I’m sitting on a hill in Little Compton, RI, above a tidal pond connected to the Atlantic Ocean, admiring what would be a great view except for heavy, black clouds that are being sundered by lightning flashes. It just figures that three weeks of hot and rain free weather were broken by a Canadian cold front moving through on a day that was planned for some R & R with classmates. Before you hand me that old saying about needing the rain, consider that it didn’t have to be today.
It’s all about expectations. Most every time I go down to the Maine coast I can count on foggy weather, save a glorious week in Boothbay Harbor when it only rained one day. So my expectation when planning a trip there is that inclement weather will occur.
A few weeks ago I had expectations about the country talking itself into a double-dip recession, and sure enough we seem to be doing it. I grant you that the economic news is not great, and were it not for the distractions of the World Cup, it likely would have been worse.

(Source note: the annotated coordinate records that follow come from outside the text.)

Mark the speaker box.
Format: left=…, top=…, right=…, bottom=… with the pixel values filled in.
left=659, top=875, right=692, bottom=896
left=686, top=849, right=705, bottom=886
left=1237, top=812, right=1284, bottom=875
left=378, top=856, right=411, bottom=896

One of the songs in the movie Anna and the King of Siam is titled A Puzzlement. The King sings “Is a puzzlement” because he does not understand the changes that are happening. I have adopted this phrase when I am frustrated with certain events.
For example, U.S. unemployment figures were down last week, but the inevitable "but" was that they were not down by as much as anticipated. Housing starts were up last month, but not by as much as hoped. Steel production was down more than expected, but still was up from the preceding period. It’s when good news is not so good news, is a puzzlement.
And thus comes the second half of the "W" recession, or when a recovery is not large enough to be a recovery. Congress is back from another of its vacations so I expect that rhetoric will fill the news and talk shows about a slowing economy. The political right is using this to shoot at the president, while the political left will use it as raison d’être to spend more stimulus money. No matter how you cut it, we’ll all be the losers one way or another once the pols decide to use the double-dip as a political tool. Another puzzlement.
The laser business is having it mild ups and downs, with some sectors experiencing a mid-summer dip, but when haven’t they gone through this? I recall when I was in the capital equipment business we wrote off July as a month when we could not expect orders at the previous month's levels. So what’s changed? It wasn’t a recession then, just the summer doldrums. Now as it occurs in 2010, some say it’s the precursor to another recession. Is a puzzlement.
Expectations are that consumers will spend us out of recessions, and yet we chastise them for running up credit and going deeper into debt. I was on a rare shopping trip for summer wardrobe bargains on a weekday last week. The department store was pretty much empty, especially the men's department. I asked the sales clerk if he was concerned about the economy. No, he answered, a flier just came out advertising a big sale next week, and all the customers are holding off making purchases until then. I didn’t see that flier or I would have waited myself. . Luckily, the clerk kindly set my goods aside to be paid for this week at the sales prices. Consumer recession? Is a puzzlement.
As I wandered the store, waiting for my wife to find some bargains to lay-away for the sale, I perused the clothes racks looking at sewn-in labels. It’s a game I play when I kill time in the women’s department while she tries on possible purchases. My tops on international manufacturing locations has been 10 countries, but this day I could only make seven as China and Vietnam seemed to dominate certain brand names.
It occurred to me that the U. S. clothing manufacturers aren’t feeling the impact of the shoppers for these goods as they are all made offshore. Retail sales may be off, but that impacts the stores not the manufacturers. Simplistic? What else do you expect? I’m relaxing watching the storm move offshore and a brighter sky approaching from the West. It will be a better afternoon with the expectation for a lovely sunset; and that’s not a puzzlement.